Home > Archive > Cobol > January 2006 > Re: [experiences] Fujitsu NetCOBOL for .NET
You are viewing an archived Text-only version of the thread.
To view this thread in it's original format and/or if you want to reply to
this thread please [click here]
| Author |
Re: [experiences] Fujitsu NetCOBOL for .NET
|
|
| Raymond Leech 2006-01-14, 3:55 am |
| For most of our Internet-facing files, we use variable length ISAM records
which we compress then encrypt before writing. The compression ratio is
nearly identical to WinZip with 60-90% reduction typical. Our largest file
contains 60 gig data with an 86% compression ratio resulting in an ISAM file
of only about 8 gig.
So long as the ISAM module is robust and reasonably efficient (at or near
NE), we should be able to port the application with very little trouble.
Thanks for your input HeyBub. ray
"HeyBub" <heybubNOSPAM@gmail.com> wrote in message
news:11s537ip039694b@news.supernews.com...
> Raymond Leech wrote:
>
> The ISAM handler - at least in .NET predecessor (PowerCOBOL) is made by
> someone other than Fijutsu (I forget who) and is pretty robust.
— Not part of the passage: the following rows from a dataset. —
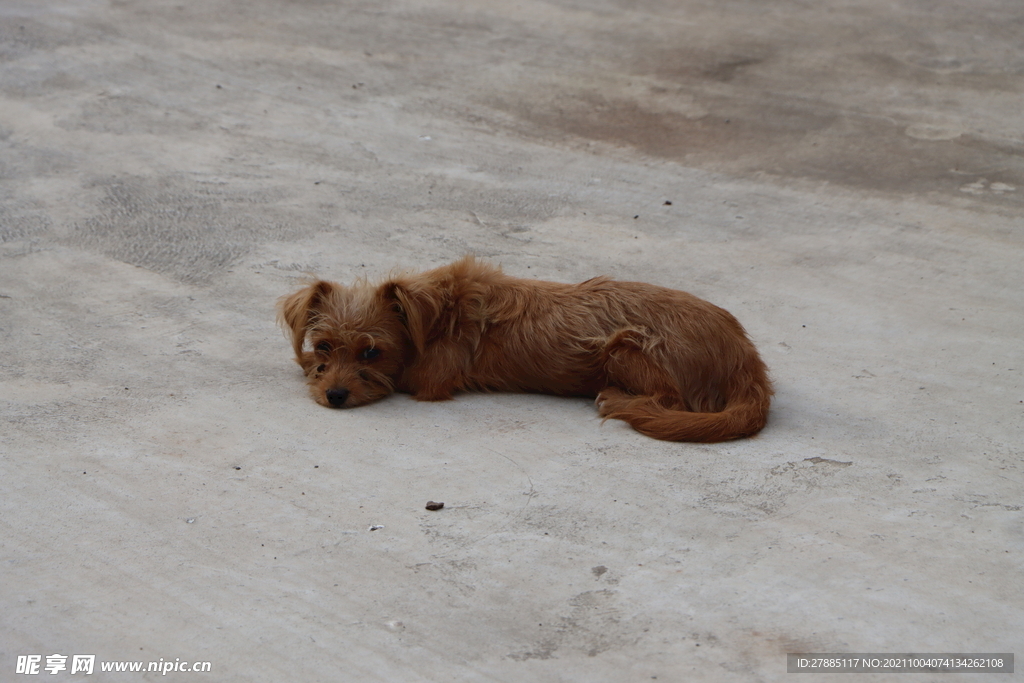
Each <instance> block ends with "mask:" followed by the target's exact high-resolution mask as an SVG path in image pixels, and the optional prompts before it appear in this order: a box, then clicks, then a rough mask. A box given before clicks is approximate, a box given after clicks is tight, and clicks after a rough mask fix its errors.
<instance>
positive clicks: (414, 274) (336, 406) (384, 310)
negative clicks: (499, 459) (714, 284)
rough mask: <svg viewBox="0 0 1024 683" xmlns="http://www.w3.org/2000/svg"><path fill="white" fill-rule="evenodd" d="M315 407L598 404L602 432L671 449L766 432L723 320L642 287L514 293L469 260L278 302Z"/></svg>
mask: <svg viewBox="0 0 1024 683" xmlns="http://www.w3.org/2000/svg"><path fill="white" fill-rule="evenodd" d="M278 310H279V321H280V322H281V324H282V326H283V327H284V328H285V329H286V332H287V333H288V334H290V336H291V340H292V345H293V347H294V349H295V357H296V361H297V362H298V364H299V365H300V366H301V367H302V370H303V371H304V372H305V374H306V377H307V379H308V383H309V387H310V391H311V393H312V396H313V398H314V399H315V400H316V402H318V403H321V404H322V405H326V407H329V408H355V407H357V405H362V404H365V403H370V402H372V401H375V400H377V399H380V398H383V397H385V396H387V395H389V394H391V393H392V392H394V391H401V392H406V393H410V394H412V395H413V398H415V399H417V400H447V399H450V398H452V397H453V396H454V395H455V393H456V392H458V391H528V392H541V393H549V394H557V395H564V396H588V397H596V399H597V400H596V403H597V408H598V413H599V415H600V416H601V417H602V418H604V419H618V420H625V421H626V422H627V423H629V424H630V425H631V426H632V427H633V428H634V429H636V430H637V431H639V432H641V433H643V434H646V435H648V436H652V437H654V438H658V439H665V440H671V441H701V442H715V441H725V440H728V439H734V438H740V437H745V436H752V435H754V434H756V433H758V432H759V431H761V429H762V428H763V427H764V426H765V423H766V421H767V418H768V408H769V404H770V402H771V396H772V394H773V390H772V385H771V381H770V380H769V378H768V371H767V369H766V368H765V364H764V362H763V361H762V360H761V357H760V356H759V355H758V351H757V349H756V348H755V346H754V344H753V343H752V342H751V341H750V339H749V338H748V336H746V333H745V332H744V331H743V328H742V327H741V326H740V325H739V323H738V322H737V321H736V318H735V317H733V316H732V315H731V314H730V313H729V312H728V311H726V310H723V309H722V308H719V307H718V306H715V305H713V304H711V303H709V302H707V301H703V300H702V299H698V298H697V297H695V296H693V295H691V294H687V293H686V292H680V291H677V290H671V289H667V288H664V287H657V286H654V285H647V284H644V283H633V282H617V281H613V280H610V279H608V278H594V279H592V280H588V281H586V282H583V283H580V284H579V285H565V284H561V283H553V282H545V281H537V280H522V279H519V278H513V276H511V275H507V274H505V273H504V272H503V271H502V270H501V268H499V267H496V266H494V265H490V264H488V263H486V262H483V261H480V260H477V259H476V258H474V257H471V256H467V257H465V258H463V259H461V260H459V261H456V262H455V263H452V264H450V265H445V266H442V267H439V268H435V269H433V270H428V271H426V272H421V273H406V274H398V275H395V276H392V278H390V279H388V280H386V281H384V282H383V283H380V284H377V285H374V284H371V283H370V282H368V281H365V280H364V281H359V282H357V283H356V284H355V285H353V286H352V287H345V286H342V285H338V284H336V283H331V282H326V281H318V282H315V283H312V284H311V285H308V286H307V287H304V288H303V289H301V290H299V291H298V292H296V293H294V294H292V295H290V296H286V297H283V298H282V299H281V300H280V302H279V308H278Z"/></svg>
It uses,
> for example, RLE to compact the file.
>
> We took a 1.2 Gig text file and made from it an ISAM file. The resulting
> file was 700 Meg. Almost half the original size!
>
> Point is, it might turn out, what with this improved ISAM handler, that
> your files actually get smaller!
>
> Ought to be easy to test. Just a thought.
>
| |
| HeyBub 2006-01-14, 9:55 pm |
| Raymond Leech wrote:
> For most of our Internet-facing files, we use variable length ISAM
> records which we compress then encrypt before writing. The
> compression ratio is nearly identical to WinZip with 60-90% reduction
> typical. Our largest file contains 60 gig data with an 86%
> compression ratio resulting in an ISAM file of only about 8 gig.
And how do you do that ("compress then encrypt")?
| |
| Raymond Leech 2006-01-15, 3:55 am |
| I have written wrappers for some C dll's which do compression (addZip and
aPlib) and encryption (addCrypt which supports Blowfish and several others).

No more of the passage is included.